血清の可溶性メソテリン関連ペプチド(SMRP)値について16研究から中皮腫1,026例および対照症例を含む4,491例のメタアナリシスで,2.0 nmol/Lをカットオフ値とすると,感度は19%~68%,特異度は88%~100%であった。Ⅰ-Ⅱ期の中皮腫とハイリスク群でのROC解析では,AUC=0.77(95%CI:0.73-0.8)であった1)2)。

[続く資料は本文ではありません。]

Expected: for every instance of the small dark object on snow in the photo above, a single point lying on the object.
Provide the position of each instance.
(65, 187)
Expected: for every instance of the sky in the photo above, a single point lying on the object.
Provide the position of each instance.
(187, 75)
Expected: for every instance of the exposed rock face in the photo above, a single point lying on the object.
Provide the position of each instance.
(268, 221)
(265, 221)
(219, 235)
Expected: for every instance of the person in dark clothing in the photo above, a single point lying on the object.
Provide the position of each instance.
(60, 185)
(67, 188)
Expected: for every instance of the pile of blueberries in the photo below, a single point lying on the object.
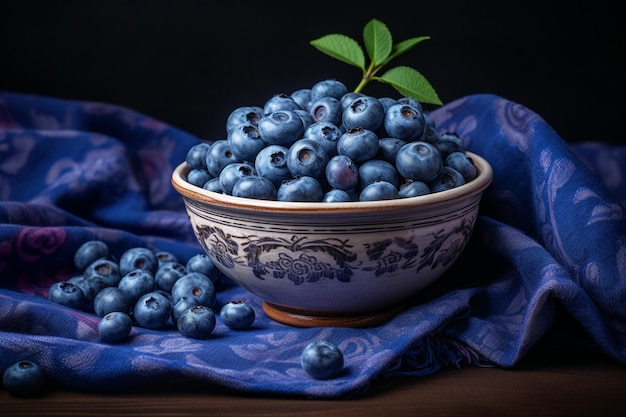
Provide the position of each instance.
(327, 144)
(148, 289)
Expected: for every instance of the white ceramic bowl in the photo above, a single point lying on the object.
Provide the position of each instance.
(338, 264)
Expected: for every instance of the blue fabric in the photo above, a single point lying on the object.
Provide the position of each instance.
(551, 236)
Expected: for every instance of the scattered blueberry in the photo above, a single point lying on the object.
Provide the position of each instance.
(322, 359)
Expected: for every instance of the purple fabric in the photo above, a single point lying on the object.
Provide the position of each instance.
(551, 236)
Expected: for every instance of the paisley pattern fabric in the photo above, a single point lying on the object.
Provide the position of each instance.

中皮腫を疑う症例で高い特異度のレベルで血清メソテリンが陽性であった場合には,次の診断手順に進むことが強く推奨される。しかし,感度が低いことから,早期診断での有用性は限られる。
 SMRPとオステオポンチンをプロスペクティブに解析した報告では,血清SMRPの変化と化学療法による腫瘍縮小には有意な関連が認められたが,オステオポンチンでは認められなかった2)~4)
 中皮腫50例を含む334例の日本人で胸水ヒアルロン酸について行われた検討では,ROC解析のAUC=0.832(95%CI:0.765-0.898)で,100,000 ng/mlをカットオフ値とした時の感度は44%,特異度は96.5%であった5)。感度が低いことから,早期診断での有用性は限られるが,中皮腫を疑う症例で高い特異度のレベルで胸水ヒアルロン酸が陽性であった場合には,次の診断手順に進むことが推奨される。